Quant à la Conférence des évêques catholiques d’Indonésie, elle multiplie les déclarations, appelant le président indonésien à agir rapidement en faveur d’une interdiction du FPI (1). Le P. Antonius Benny Susetyo, à la tête des affaires interreligieuses de la Conférence épiscopale, s’indigne : « Rien ne peut justifier leurs actions (…). L’Etat ne doit pas s’incliner devant la violence mais lui opposer au contraire une ferme résistance. » A la « cellule de crise » de la Conférence épiscopale, le P. Ignazio Ismartono rappelle quant à lui la ligne de l’Eglise, qui a toujours été de ne pas « réagir seule aux provocations des radicaux, mais de chercher la communion » et le dialogue interreligieux, ainsi que la coopération avec les différents corps politiques et civils.

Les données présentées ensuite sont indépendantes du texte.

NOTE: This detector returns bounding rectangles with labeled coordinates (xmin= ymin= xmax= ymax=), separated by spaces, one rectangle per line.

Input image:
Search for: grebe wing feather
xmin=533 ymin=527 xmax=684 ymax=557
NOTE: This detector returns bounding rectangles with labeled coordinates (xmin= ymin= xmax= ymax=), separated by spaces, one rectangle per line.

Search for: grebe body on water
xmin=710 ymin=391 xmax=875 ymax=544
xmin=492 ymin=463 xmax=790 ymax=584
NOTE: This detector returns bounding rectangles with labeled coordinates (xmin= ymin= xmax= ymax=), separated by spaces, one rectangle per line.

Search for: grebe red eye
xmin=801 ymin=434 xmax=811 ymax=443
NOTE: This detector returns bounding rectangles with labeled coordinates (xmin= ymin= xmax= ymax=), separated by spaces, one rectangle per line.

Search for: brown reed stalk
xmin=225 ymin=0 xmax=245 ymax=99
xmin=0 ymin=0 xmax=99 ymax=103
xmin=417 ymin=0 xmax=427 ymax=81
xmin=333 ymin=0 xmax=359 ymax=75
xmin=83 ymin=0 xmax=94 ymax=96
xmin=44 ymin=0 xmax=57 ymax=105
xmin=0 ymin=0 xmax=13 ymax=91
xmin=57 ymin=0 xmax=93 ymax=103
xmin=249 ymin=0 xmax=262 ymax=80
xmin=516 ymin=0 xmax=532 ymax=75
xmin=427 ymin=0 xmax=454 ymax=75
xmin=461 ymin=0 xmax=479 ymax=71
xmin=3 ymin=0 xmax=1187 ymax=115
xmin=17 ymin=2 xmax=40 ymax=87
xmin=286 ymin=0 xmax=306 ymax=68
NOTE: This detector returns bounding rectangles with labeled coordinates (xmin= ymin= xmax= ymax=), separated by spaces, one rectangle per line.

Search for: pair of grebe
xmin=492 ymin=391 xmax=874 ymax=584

Or, constate-t-il, aujourd’hui la condamnation est unanime concernant « l’approche sectaire du FPI », laquelle nie les principes laïques du Pancasila (les « cinq piliers »), fondements de la société indonésienne contemporaine. « Aucune communauté religieuse ne devrait propager sa foi de façon fanatique, poursuit le jésuite. Cela ne fait que créer une réaction de fanatisme dans d’autres communautés. »

 

Une réflexion qui laisse apparaître en filigrane les différends qui opposent catholiques et protestants évangéliques au sujet du prosélytisme, qui est une accusation récurrente du FPI envers les chrétiens. Malgré les dénégations des communautés protestantes qui œuvrent dans la région de Djakarta, le mouvement islamiste continue d’affirmer que les chrétiens pratiquent les conversions forcées et organisent des cérémonies de baptêmes collectifs.

 

Mais aujourd’hui l’inquiétude des chrétiens est partagée par bon nombre d’organisations, aussi bien politiques que civiles, et par différents mouvements religieux, musulmans compris. Les deux plus importantes organisations islamiques du pays, la Muhammadiyah et la Nahdlatul Ulama (NU) ont ainsi demandé au gouvernement de prendre ses responsabilités et de prononcer la dissolution du FPI, au nom de la laïcité de l’Etat.

 

Ce dernier point rejoint les conclusions du Forum interreligieux des jeunes (composé de musulmans, protestants, catholiques, bouddhistes, hindous, confucéens) lequel prédit un grave conflit interreligieux dans tout le pays si toutes les organisations religieuses « n’unissent pas leurs forces » afin que soit respecté le Pancasila et que ne soit pas « donnée à des groupes extrémistes la possibilité de contester les lois de l’Etat ».

 

Une coalition de députés appartenant à différents partis et regroupés sous le nom d’Indonesian Parliamentary Pancasila Caucus a également fait une demande officielle au président indonésien Susilo Bambang Yudhoyono pour que le FPI soit déclaré « organisation illégale ». « [Ce groupe] a été impliqué dans trop d’incidents violents et il y a plus de charges criminelles qu’il n’en faut pour que la police puisse les inculper », a souligné la député Eva Kusuma Sundari lors d’une conférence de presse le 28 juin dernier (2).